# WebCrawler



## TobiK (31. Dez 2010)

Hallo,
ich weiß, dass das das Java-Forum ist, aber ich habe trotzdem ne Frage zu JavaScript. Ich bin grade dabei einen Webcrawler zu schreiben, der erstmal nur alle Links der Seite ausließt und dann zufällig einen auswählt und diese neue Seite dann ladet und da die gleiche Funktion wieder aufruft. Es klappt schon alles ganz gut, nur weiß ich nicht wie ich mit JavaScript die Funktion neu aufrufen kann, wenn der Crawler eine neue Seite geladen hat. Ich hoffe ihr versteht was ich meine und bin sehr dankbar für (gute) Antworten. 
Danke schonmal im Voraus
TobiK


----------



## XHelp (31. Dez 2010)

Warum schreibst du einen Crawler in JS? oO Wo ist der Sinn daran?


----------



## TobiK (31. Dez 2010)

Der Sinn dadran ist, dass ich grad ein 800 Seiten Javascript/Ajax Buch durch habe und mir selbst ne Aufgabe gestellt habe, die für ein späteres Projekt eventuell mal nützlich sein könnte. 
Er funktioniert ja schon auf auf einer Seite, er trägt auch alle Daten schön in die DB ein, nur eben nach der zufälligen Weiterleitung auf eine andere Seite, kann ich diese Funktion nichtmehr aufrufen.
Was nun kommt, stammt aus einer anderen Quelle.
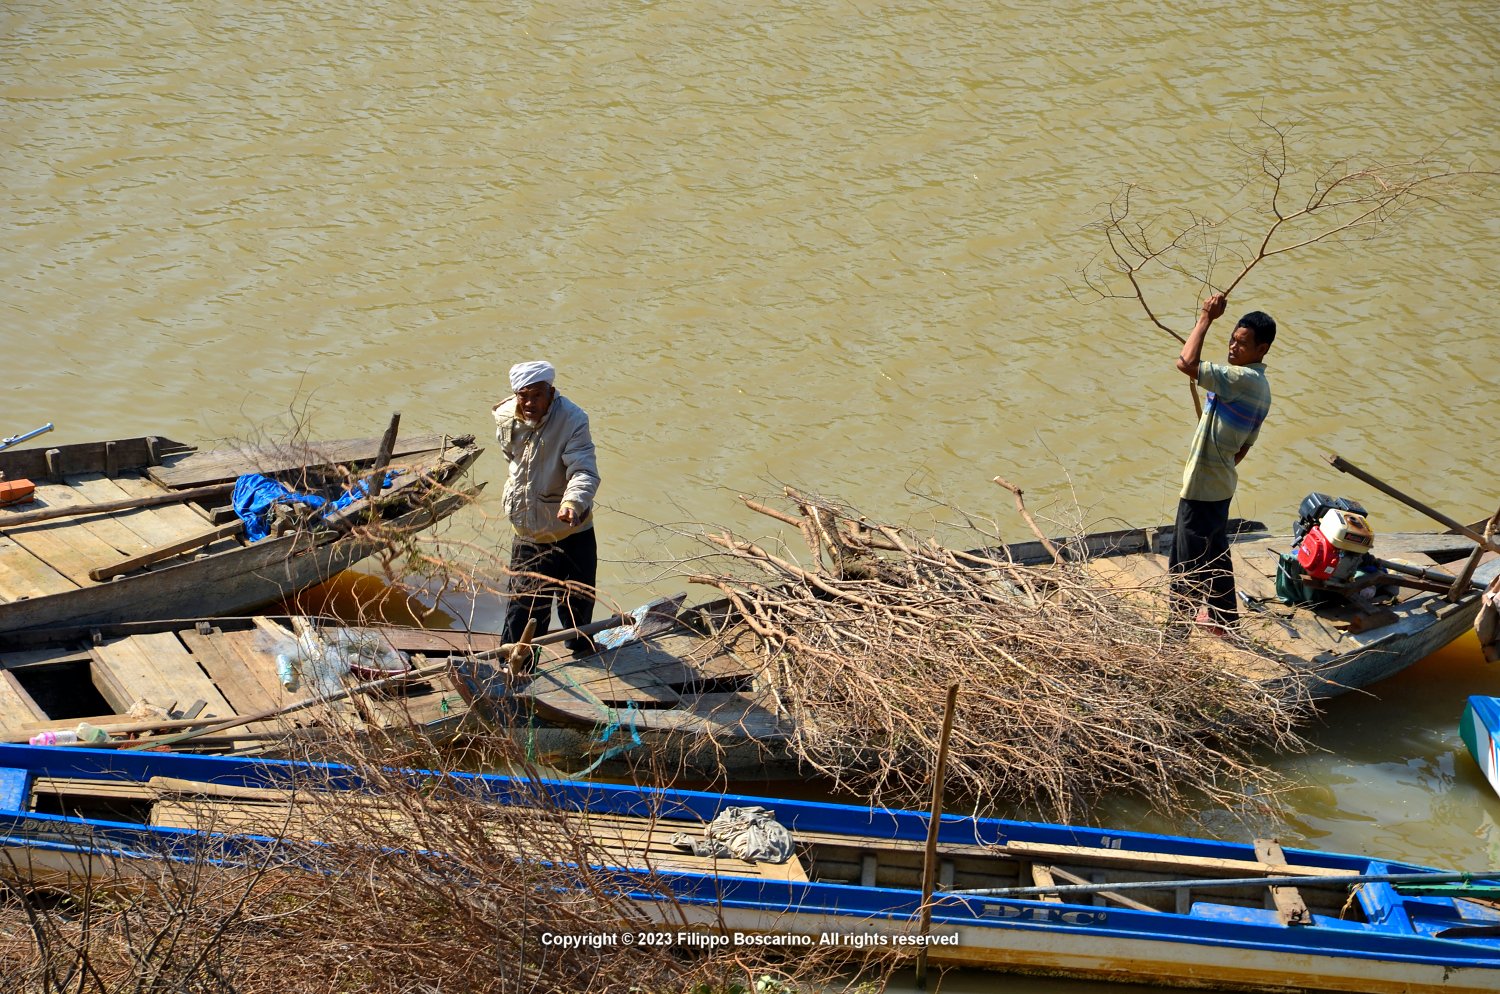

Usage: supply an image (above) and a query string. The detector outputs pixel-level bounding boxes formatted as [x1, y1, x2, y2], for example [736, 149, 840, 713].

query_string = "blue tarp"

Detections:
[232, 471, 400, 542]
Weiß jemand von euch weiter?


----------



## TobiK (31. Dez 2010)

Der neuste Stand ist jetzt, dass ich das Probelm jetzt intern gelöst habe, aber wenn es auf einen externen Link zugreifen soll (Google) funktioniert es nicht. Weiß jemand, ob es da so eine Art Sperre oder ähnliches gibt?

Ein forhes neues Jahr an alle! Ich geh auch mal feiern


----------



## planetenkiller (31. Dez 2010)

Same Origin Policy ? Wikipedia


----------